Kajian penulis mengenai bunyi-bunyi khas beberapa konsonan fonem Bahasa Jawa dapat dipaparkan berdasarkan landasan teori ilmu fonetik. Menurut Verhaar (1996:19), fonetik merupakan ilmu yang mempelajari tentang unsur fisik bunyi-bunyi bahasa, dimana unsur fisik tersebut dibagi menjadi dua, yaitu segi penggunaan alat-alat ucap untuk memproduksi bunyi dan segi sifat akustik bunyi yang dihasilkan. Serupa dengan gagasan Verhaar, Genetti (2014:25) juga mendeskripsikan fonetik sebagai bidang ilmu yang dapat menjawab pertanyaan berkaitan dengan tinggi rendah bunyi yang diproduksi seorang penutur, bagaimana perubahan bunyi dapat terjadi dalam bahasa baik bahasa nada maupun bukan nada, juga bagaimana penekanan kata dibedakan antara kelas kata satu dengan yang lain. Dengan demikian, teori fonetik sangat erat kaitannya dengan produksi bunyi-bunyi tertentu dalam suatu bahasa.

2.2       JENIS-JENIS FONETIK

2.2.1    Fonetik Akustik

Fonetik akustis berkaitan dengan penyelidikan bunyi sebagai getaran udara Verhaar (1996:20). Dalam penjelasannya, Verhaar memaparkan tentang pembentukan gelombang akibat pergerakan partikel-partikel udara dan tabrakan antar partikel. Maka, ketika berbicara tentang gelombang, fonetik akustik erat kaitannya dengan kajian frekuensi bunyi, amplitudo, dan resonansi.
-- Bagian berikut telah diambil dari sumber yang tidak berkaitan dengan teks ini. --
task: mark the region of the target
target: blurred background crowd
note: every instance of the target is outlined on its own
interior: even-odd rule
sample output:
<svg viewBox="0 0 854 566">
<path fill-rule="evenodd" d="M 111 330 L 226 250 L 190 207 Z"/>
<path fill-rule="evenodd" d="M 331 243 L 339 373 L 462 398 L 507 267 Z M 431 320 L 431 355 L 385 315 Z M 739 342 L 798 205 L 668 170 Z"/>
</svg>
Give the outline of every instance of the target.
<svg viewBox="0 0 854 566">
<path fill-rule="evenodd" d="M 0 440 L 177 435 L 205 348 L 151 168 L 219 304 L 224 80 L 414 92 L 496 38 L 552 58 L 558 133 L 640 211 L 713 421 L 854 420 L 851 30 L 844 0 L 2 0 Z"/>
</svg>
2.2.2    Fonetik Auditoris

Fonetik audiotoris disebut juga disebut juga fonetik perseptual, yaitu bidang fonetik yang fokus terhadap kajian penerima gelombang suara, serta melalui alat pendengaran (Yule 2010:26).

2.2.3    Fonetik Artikulatoris

Ketika manusia memproduksi suara, ada proses udara keluar dari paru-paru menuju rongga-rongga mulut atau rongga hidung. Dengan adanya hambatan, bunyi dapat diproduksi oleh pita-pita suara melalui proses penyempitan, sehingga udara akan bergetar. Menurut Ladefoged (2001:11-13), berdasarkan tempat hambatan dan penyempitan udara, area artikulasi dapat dikelompokkan menjadi :

  • Bilabial : bunyi ini dihasilkan oleh bibir atas dan bibir bawah
  • Labiodental : dihasilkan dengan menggerakkan bibir bawah untuk menyentuh gigi atas bagian depan.
  • Dental : diproduksi di antara ujung lidah dan gigi atas bagian depan. Menghasilkan bunyi ini dapat dilakukan dengan cara menyisipkan ujung lidang ke gigi depan atas.
  • Alveolar : terletak di antara ujung lidah dan lengkung kaki gigi atas. Bunyi alveolar dapat dihasilkan ketika ujung lidah menyentuh lengkung kaki gigi atas dengan beberapa posisi lidah yang berbeda sehingga menghasilkan beberapa bunyi..
  • Retoflex : dihasilkan oleh di antara ujung lidah dan langit-langit keras.
  • Palato-Alveolar : dihasilkan antara daun lidah dan lengkung kaki gigi belakang. Bunyi ini dapat diproduksi ketika ujung lidah berada di belakang gigi depan bagian bawah atau berada di atas dekat lengkung kaki gigi dengan daun lidah selalu berdekatan dengan sisi belakang lengkung kaki gigi.
  • Palatal : bunyi ini terjadi di antara bagian depan lidah dan langit-langit keras dengan cara mengangkat lidah hingga menyentuh langit-langit keras.
  • Velar : diproduksi di antara pangkal lidah dan langit-langit lunak.
  • Glottal : bunyi ini terjadi jika aliran udara melewati celah suara kemudian lidah dan bibir seperti akan menghasilkan bunyi vokal.

Alat-alat ucap tersebut menghasilkan berbagai macam bunyi konsonan tergantung dimana pergerakan lidah menyentuh titik tertentu dalam rongga mulut. Dalam ilmu fonetik, bunyi konsonan dapat dibedakan menjadi 9 berdasarkan cara artikulasinya (Verhaar, 1996:34-37)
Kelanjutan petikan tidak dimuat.